The reason I decided to, once and for all, shut down my personal social media accounts is simple yet multi-faceted: I feel like a less-burdened, more free, more at peace, more intentional, more positive, more curious, more creative person when notifications and DM’s aren’t constantly calling for my attention. I feel more in control when my memories are stored in my journal rather than a Facebook status or story. When my photos are stored in an album rather than on my Instagram account. When time has suddenly become abundantly available because scrolling feeds mindlessly isn’t an option anymore.

Since taking steps to leave social media, my kids have noticed my presence. They’ve noticed my increased interaction and the fact that my phone isn’t in front of my face while I’m responding to them. Ultimately, leaving social media is as much for them as it is for me.

I hope to give my children a tangible childhood. One where they see that I’m as interested in their life as they are. Where they have albums to flip through, questions to ask, and creativity to explore. One where they understand that having a device on their person 24/7 shouldn’t be part of the human experience- where they value human interaction because it was modeled for them by their mom and dad.

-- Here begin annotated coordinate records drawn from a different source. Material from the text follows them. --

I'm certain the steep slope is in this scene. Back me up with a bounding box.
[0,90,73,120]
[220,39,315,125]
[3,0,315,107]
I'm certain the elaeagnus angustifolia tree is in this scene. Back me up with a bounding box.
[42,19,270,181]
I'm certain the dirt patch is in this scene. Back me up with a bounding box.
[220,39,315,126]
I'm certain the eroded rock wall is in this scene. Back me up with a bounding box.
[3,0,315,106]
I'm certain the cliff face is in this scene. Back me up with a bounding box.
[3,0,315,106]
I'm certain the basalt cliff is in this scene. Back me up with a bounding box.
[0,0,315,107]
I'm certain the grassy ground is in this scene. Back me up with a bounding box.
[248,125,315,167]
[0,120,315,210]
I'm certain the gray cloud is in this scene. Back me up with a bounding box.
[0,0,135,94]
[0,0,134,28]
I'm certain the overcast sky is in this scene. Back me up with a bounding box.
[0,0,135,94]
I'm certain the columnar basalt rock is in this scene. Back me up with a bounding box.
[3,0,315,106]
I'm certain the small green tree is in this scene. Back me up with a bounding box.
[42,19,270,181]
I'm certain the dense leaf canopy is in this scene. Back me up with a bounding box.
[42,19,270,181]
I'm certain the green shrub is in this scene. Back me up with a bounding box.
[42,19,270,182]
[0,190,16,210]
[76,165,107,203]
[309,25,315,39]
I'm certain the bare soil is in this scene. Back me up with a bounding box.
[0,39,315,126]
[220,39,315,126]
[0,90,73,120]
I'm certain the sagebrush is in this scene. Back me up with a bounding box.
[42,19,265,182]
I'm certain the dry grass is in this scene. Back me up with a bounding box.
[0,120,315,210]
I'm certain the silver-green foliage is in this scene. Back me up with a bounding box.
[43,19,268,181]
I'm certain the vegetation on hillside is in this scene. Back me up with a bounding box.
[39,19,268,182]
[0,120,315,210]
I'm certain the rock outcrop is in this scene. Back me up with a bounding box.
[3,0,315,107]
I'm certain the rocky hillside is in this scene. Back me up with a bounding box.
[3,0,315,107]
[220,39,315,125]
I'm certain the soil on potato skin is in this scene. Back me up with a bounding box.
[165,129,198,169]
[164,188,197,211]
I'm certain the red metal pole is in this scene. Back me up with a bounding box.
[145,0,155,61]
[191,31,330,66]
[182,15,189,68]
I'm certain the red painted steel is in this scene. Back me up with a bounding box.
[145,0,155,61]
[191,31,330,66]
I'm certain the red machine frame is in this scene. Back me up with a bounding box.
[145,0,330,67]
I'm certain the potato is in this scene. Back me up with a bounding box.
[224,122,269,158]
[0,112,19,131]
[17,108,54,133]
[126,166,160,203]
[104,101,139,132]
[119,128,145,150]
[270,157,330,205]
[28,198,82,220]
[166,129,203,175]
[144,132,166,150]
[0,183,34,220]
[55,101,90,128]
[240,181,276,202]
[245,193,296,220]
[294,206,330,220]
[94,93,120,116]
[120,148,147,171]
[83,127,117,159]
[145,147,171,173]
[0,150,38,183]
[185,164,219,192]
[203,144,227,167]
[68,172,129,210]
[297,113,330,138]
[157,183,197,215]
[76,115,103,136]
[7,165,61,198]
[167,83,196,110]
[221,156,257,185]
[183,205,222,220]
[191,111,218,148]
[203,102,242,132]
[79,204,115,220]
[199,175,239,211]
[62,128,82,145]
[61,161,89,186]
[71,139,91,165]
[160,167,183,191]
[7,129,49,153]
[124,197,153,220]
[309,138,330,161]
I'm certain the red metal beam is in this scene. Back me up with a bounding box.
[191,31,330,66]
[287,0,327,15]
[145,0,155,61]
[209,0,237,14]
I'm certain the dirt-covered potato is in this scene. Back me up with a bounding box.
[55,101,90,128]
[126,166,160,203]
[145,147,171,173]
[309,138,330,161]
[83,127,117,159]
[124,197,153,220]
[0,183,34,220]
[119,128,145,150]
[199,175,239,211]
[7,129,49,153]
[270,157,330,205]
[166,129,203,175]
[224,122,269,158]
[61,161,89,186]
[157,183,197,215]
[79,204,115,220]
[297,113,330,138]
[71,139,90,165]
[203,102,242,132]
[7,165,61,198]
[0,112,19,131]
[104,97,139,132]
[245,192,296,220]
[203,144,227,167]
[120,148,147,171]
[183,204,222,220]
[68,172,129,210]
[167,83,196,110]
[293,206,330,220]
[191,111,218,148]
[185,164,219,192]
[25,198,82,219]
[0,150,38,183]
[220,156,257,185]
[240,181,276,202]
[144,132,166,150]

I decided to leave Facebook and Instagram because my children watch how I live and build their understanding of how the world works based on how they see me doing life. My hope is that by removing this large, 16 year, deeply entangled portion of my life, they’ll grow up with a more healthy, balanced view of technology. They’ll understand that technology is a tool, meant to be used to help us move forward, to help us live a truly more enjoyable life, and meant to be put down when we’re not working toward a goal. That they’ll see life as tangible and explorable, door open wide, with freedom-from-cultural-expectations beckoning, and have no trouble walking through the door with smiles on their faces. Because they watched their mom walk through the same door years before.